Clinical Bottom Line:

  • Recent evidence has demonstrated the feasibility of using brian-computer interface-based technology as a neurorehabilitation technique for the improvement of gait in patients with chronic spinal cord injury.
  • The quality and amount of evidence available is limited.
  • The evidence’s value is therefore “proof-of-concept” and the results engender areas of interest for future study, rather than provide significant findings for current rehabilitative use.
  • Theory of neuroplastic effects: The authors of this research argue that these systems may bring about neuroplastic effects on residual or partially spared motor pathways in incomplete SCI patients.
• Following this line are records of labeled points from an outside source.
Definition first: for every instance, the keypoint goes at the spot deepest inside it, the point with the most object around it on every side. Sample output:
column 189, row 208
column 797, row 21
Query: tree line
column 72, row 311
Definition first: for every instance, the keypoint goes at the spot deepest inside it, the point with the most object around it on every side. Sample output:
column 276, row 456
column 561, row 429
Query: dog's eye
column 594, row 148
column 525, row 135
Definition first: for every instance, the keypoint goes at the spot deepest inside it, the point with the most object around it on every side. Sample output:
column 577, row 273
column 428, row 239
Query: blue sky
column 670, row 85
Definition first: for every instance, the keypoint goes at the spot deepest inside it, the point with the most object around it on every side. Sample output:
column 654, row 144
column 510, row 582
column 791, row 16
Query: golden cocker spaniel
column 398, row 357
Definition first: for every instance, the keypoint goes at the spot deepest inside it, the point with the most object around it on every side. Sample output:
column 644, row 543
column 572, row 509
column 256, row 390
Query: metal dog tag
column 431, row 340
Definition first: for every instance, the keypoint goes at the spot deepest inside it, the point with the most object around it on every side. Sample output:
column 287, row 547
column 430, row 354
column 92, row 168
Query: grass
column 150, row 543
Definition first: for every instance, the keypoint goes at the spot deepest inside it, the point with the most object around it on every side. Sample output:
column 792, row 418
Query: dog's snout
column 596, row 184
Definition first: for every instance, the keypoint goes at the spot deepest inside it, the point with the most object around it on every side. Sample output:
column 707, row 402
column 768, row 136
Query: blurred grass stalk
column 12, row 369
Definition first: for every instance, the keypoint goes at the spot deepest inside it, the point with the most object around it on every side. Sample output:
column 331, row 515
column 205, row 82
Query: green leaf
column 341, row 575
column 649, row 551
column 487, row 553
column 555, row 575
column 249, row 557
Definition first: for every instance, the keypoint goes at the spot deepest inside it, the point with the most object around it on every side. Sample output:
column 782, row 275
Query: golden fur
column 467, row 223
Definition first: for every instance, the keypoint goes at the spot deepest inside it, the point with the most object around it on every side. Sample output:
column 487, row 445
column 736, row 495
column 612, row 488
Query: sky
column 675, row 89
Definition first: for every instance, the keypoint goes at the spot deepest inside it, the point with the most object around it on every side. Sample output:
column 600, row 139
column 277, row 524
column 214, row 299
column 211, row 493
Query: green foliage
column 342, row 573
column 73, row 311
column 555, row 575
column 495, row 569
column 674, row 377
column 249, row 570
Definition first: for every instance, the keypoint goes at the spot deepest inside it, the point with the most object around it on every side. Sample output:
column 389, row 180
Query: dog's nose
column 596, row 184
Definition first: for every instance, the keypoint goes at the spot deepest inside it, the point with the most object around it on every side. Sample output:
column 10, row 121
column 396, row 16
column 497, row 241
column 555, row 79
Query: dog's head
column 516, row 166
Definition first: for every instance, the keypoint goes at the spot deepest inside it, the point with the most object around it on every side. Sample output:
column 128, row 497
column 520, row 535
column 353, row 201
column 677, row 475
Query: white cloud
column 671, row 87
The hypothesis is that such technologies couple the behavioral activation of the supraspinal gait areas and the spinal cord gait central pattern generator to promote Hebbian learning, which could improve outcomes beyond those of standard gait therapy.

 

Application to case scenario:

  • Because the patient has expressed interest in novel therapeutic gait training methods that may be more beneficial to him, the physical therapist has completed a search on the NIH website for ongoing studies for which he may be appropriate.  Due to the lack of current evidence on BCI technologies, and considering his more recent onset of injury and therefore greater potential for motor recovery, the physical therapist advocates that the patient continues with his current inpatient physical therapy in combination with his research participation.

 

References

  1. Do AH, Wang PT, King CE, Chun SN, Nenadic Z. Brain-computer interface controlled robotic gait orthosis. J Neuroeng Rehabil. 2013;10:111-111.
  2. Donati ARC, Shokur S, Morya E, et al. Long-term training with a brain-machine interface-based gait protocol induces partial neurological recovery in paraplegic patients. Sci Rep. 2016;6:30383-30383.
  3. López-Larraz E, Trincado-Alonso F, Rajasekaran V, et al. Control of an ambulatory exoskeleton with a brain-machine interface for spinal cord injury gait rehabilitation. Frontiers in Neuroscience. 2016:1-15.
  4. King CE, Wang PT, McCrimmon CM, Chou CCY, Do AH, Nenadic Z. Brain-computer interface driven functional electrical stimulation system for overground walking in spinal cord injury participant.Conf Proc IEEE Eng Med Biol Soc. 2014;2014:1238-1242.
  5. King CE, Wang PT, McCrimmon CM, Chou CCY, Do AH, Nenadic Z. The feasibility of a brain-computer interface functional electrical stimulation system for the restoration of overground walking after paraplegia. J Neuroeng Rehabil. 2015;12:80-80.